I've got a point in 2d plane for example (x0,y0) and a set of n points (x1,y1)...(xn,yn) and I want to find nearest point to (x0,y0) in a way better than trying all points. Any solutions?
I should also say that my points are sorted in this way:
bool less(point a,point b){
if(a.x!=b.x)
return a.x<b.x;
else
return a.y<b.y;
}
Voronoi diagram is designed specifically for finding nearest point very fast. Although it's quite a pain to implement, you might find some existing library/implementation.
There's also an option to of repeatedly dividing plane in squares, thus building some kind of tree where each non-leaf node has 4 children (top-right square, bottom-right square, etc.). Then, of four squares you find the one your point is in and proceed with it recursively. Often this yields point close enough, so you may eliminate the need to check other squares.
But it's easy to create a 'counter-example' for this strategy which will result in linear time.
But there's not much you can do with your sorted array to speed up the process. You'll need a special data structure.
edit
Second structure is called Quadtree, thanks to VGE for providing the name.
For efficient nearest neighbour search you need to use a spatial partitioning scheme, for example a kd-tree.
If you aren't using any sort of tree data structure to help limit the range of values you have to query, you are going to have to check each point in your range of potential "neighbors". One way to limit the comparisons would be to check the squared distance from your given point for the smallest value:
Point myPoint = {x, y};
std::vector<Point> otherPoints; // given list of points to check
struct PointDistance
{
Point pt;
float dist;
};
std::vector<PointDistance> squaredDistances(otherPoints.size()); // will be filled in with squared distances
float CalculateDistance(const Point& pt1, const Point& pt2)
{
float deltaX = pt1.x - pt2.x;
float deltaY = pt1.y - pt2.y;
return (deltaX * deltaX) + (deltaY * deltaY);
}
// should be changed to use an algorithm, but for clarity done as a loop here
for (int i = 0; i < otherPoints.size(); ++i)
{
PointDistance pd;
pd.pt = otherPoints[i];
pd.dist = CalculateDistance(myPoint, pd.pt);
squaredDistances.push_back(pd);
}
bool DistanceLess(const PointDistance& lhs, const PointDistance& rhs)
{
return lhs.dist < rhs.dist;
}
std::sort(squaredDistances.begin(), squaredDistances.end(), DistanceLess);
// squaredDistances[0].pt will be your closest point.
If you are creating the set of N points then instead of just pushing them into a set, you can hash and map them based on their linear distance from the point under consideration . So points with same linear distance will be in the same bucket.
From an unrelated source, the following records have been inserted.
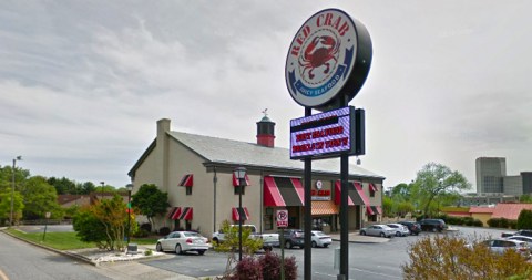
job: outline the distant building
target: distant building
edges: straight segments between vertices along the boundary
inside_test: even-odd
[[[516,203],[519,196],[505,195],[502,193],[487,193],[482,195],[467,194],[460,199],[461,206],[487,206],[502,203]]]
[[[503,177],[507,176],[504,157],[479,157],[475,160],[477,193],[504,193]]]
[[[507,159],[504,157],[479,157],[475,160],[475,167],[479,200],[482,200],[482,197],[487,195],[493,198],[497,194],[518,197],[532,194],[532,172],[507,175]]]

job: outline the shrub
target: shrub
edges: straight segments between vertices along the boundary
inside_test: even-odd
[[[267,252],[258,259],[258,262],[263,268],[264,280],[280,279],[280,256],[274,252]],[[297,279],[297,265],[295,256],[285,258],[285,279]]]
[[[511,221],[504,218],[491,218],[488,220],[488,226],[492,228],[509,228]]]
[[[427,236],[408,249],[410,260],[402,266],[403,279],[508,279],[525,276],[532,265],[514,250],[493,253],[488,247],[457,236]]]
[[[141,225],[141,229],[147,231],[147,232],[152,232],[152,225],[150,222],[144,222]]]
[[[236,273],[231,276],[231,280],[259,280],[263,277],[263,270],[258,260],[253,257],[245,257],[236,265]]]
[[[144,229],[141,229],[141,230],[137,230],[136,232],[134,232],[132,236],[133,237],[149,237],[150,232],[147,232]]]
[[[161,236],[167,236],[170,234],[170,228],[168,227],[162,227],[158,229],[158,234]]]
[[[474,226],[474,227],[483,227],[484,224],[483,224],[481,220],[479,220],[479,219],[474,219],[474,220],[473,220],[473,226]]]

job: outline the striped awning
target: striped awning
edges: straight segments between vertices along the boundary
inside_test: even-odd
[[[249,183],[249,177],[246,176],[244,177],[246,179],[246,186],[250,186],[252,184]],[[235,174],[233,173],[233,186],[238,187],[238,179],[236,178]]]
[[[181,215],[178,217],[180,220],[192,220],[192,207],[183,207]]]
[[[374,184],[369,183],[369,191],[376,193],[379,191],[379,189]]]
[[[182,187],[192,187],[194,185],[194,175],[186,174],[180,182],[180,186]]]
[[[339,180],[335,183],[335,204],[340,204],[340,196],[341,196],[341,184]],[[347,203],[348,205],[369,205],[369,198],[364,194],[362,186],[358,182],[349,182],[347,186]]]
[[[313,208],[310,209],[313,216],[334,215],[338,212],[338,206],[336,206],[332,200],[313,201]]]
[[[172,207],[168,211],[168,215],[166,215],[166,218],[171,220],[176,220],[178,219],[181,215],[181,207]]]
[[[369,205],[366,205],[366,212],[368,215],[375,215],[377,212],[377,209],[374,208],[375,206],[369,206]]]
[[[264,206],[304,206],[304,201],[299,178],[264,177]]]
[[[242,220],[249,219],[249,211],[247,210],[247,207],[242,207],[242,208],[233,207],[231,211],[232,211],[233,220],[238,221],[241,216],[242,216]]]

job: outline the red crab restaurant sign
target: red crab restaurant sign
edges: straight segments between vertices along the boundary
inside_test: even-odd
[[[366,28],[338,9],[314,14],[288,50],[285,76],[291,97],[319,111],[338,108],[357,95],[371,64]],[[347,104],[344,104],[346,106]]]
Then fetching the point(s) based on distance will be a constant time operation.
A particularly nice solution is ANN: A Library for Approximate Nearest Neighbor Searching. I've used it for point location in triangulations. You initialize a data structure with points, in my case I used the center points of my triangles. Then you can pass in another point and get back list of the approximate closest neighbour points. Even the number of points returned is selectable as a parameter. Anyway ANN was a great library for my purposes, I'd suggest you check it out.
Good luck!